# iPhone budget - cheapo iPhone for emergency markets?



## Kid_Eternity (Jul 7, 2013)

This has been burning on the rumour mill for some time and now some site claims to have actual parts, enough to make the following video:





> Over the past several weeks, a number of leaks about Apple's rumored lower-cost plastic iPhone have surfaced, including design drawings from a case maker and photos ofalleged rear shells in a number of bright colors. Based on these leaks, earlier this week we released our own high-resolution renderings showing what the device might look like in its entirety.
> 
> _Techdy_ now reports that it has gotten its hands on what it believes to be legitimate front and rear parts for this lower-cost plastic iPhone, offering the first good look at how the device will appear fully assembled.


 











Those who think Apple won't go there should remember they sold the white plastic MacBook for many years before discontinuing to make way for the MacBook Air. They also do a Mac Mini, iPad Mini and have always had some form of iPod mini...

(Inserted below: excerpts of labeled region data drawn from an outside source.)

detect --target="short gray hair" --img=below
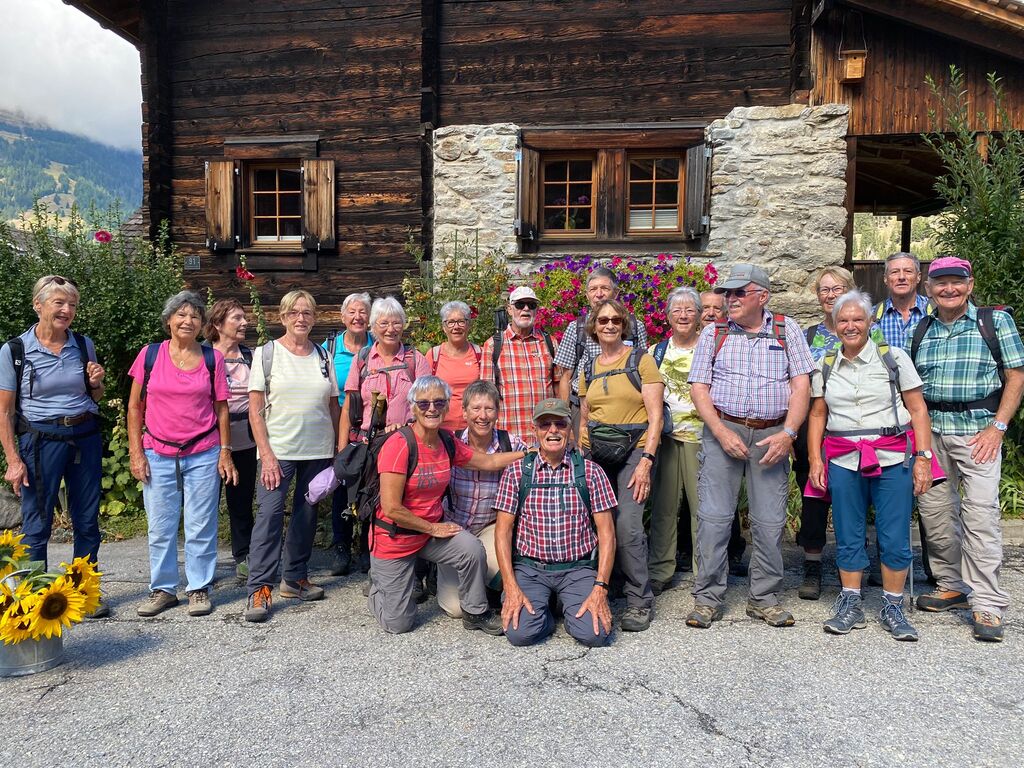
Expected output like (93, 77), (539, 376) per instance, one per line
(341, 293), (374, 312)
(370, 296), (409, 328)
(665, 286), (703, 314)
(441, 301), (470, 323)
(833, 288), (874, 323)
(160, 291), (206, 333)
(405, 376), (450, 406)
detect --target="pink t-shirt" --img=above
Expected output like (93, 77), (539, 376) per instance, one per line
(128, 341), (228, 456)
(370, 432), (473, 560)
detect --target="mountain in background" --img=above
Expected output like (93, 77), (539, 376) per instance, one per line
(0, 110), (142, 227)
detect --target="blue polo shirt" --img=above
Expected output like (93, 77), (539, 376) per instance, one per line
(0, 326), (99, 421)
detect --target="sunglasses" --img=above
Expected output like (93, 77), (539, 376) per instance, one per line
(416, 399), (447, 413)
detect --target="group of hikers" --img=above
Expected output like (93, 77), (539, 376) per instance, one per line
(0, 253), (1024, 646)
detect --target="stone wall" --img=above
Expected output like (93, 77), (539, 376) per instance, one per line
(708, 104), (849, 319)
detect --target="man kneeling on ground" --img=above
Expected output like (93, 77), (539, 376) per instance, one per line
(494, 398), (615, 646)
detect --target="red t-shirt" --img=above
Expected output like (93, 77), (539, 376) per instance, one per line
(370, 432), (473, 560)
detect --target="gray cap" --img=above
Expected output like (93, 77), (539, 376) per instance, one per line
(715, 262), (771, 293)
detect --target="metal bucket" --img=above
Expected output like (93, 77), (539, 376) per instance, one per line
(0, 635), (63, 677)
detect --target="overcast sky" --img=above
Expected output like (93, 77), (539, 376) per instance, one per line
(0, 0), (142, 151)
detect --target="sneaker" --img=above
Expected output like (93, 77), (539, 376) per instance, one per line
(329, 544), (352, 575)
(618, 606), (650, 632)
(879, 600), (918, 643)
(136, 590), (178, 618)
(242, 587), (270, 622)
(278, 579), (324, 602)
(462, 608), (505, 637)
(797, 560), (821, 600)
(186, 590), (213, 616)
(746, 600), (797, 627)
(686, 603), (722, 630)
(974, 610), (1002, 643)
(918, 590), (971, 613)
(821, 592), (867, 635)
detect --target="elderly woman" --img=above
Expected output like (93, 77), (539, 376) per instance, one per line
(437, 381), (526, 618)
(430, 301), (481, 432)
(128, 291), (238, 617)
(369, 375), (525, 635)
(0, 274), (110, 618)
(793, 266), (854, 600)
(203, 299), (256, 584)
(648, 287), (703, 595)
(808, 291), (933, 640)
(324, 293), (373, 575)
(580, 299), (665, 632)
(245, 290), (339, 622)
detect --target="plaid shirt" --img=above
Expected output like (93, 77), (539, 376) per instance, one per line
(906, 304), (1024, 435)
(878, 294), (928, 349)
(690, 310), (815, 419)
(444, 429), (526, 534)
(480, 325), (556, 447)
(555, 315), (647, 394)
(495, 454), (615, 562)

Worthy of it's own thread, well as much as any phone maker releases a mini version or cheaper version of their flagship.


----------



## Hocus Eye. (Jul 7, 2013)

I think it is just a spoof, iPhone just having a dig at Samsung and their plastic backed phones. I don't buy the "metal good plastic bad" Orwellian propaganda.


----------



## Throbbing Angel (Jul 7, 2013)

Hocus Eye. said:


> I think it is just a spoof, iPhone just having a dig at Samsung and their plastic backed phones. I don't buy the "metal good plastic bad" Orwellian propaganda.


 
  aye  ^^*This*^^


----------



## RedDragon (Jul 7, 2013)

A recent store managers meeting were told this autumn will see 'an army' of releases.


----------



## ruffneck23 (Jul 7, 2013)

from what ive heard its for 3rd world countries only


----------



## Kid_Eternity (Jul 7, 2013)

Hocus Eye. said:


> I think it is just a spoof, iPhone just having a dig at Samsung and their plastic backed phones. I don't buy the "metal good plastic bad" Orwellian propaganda.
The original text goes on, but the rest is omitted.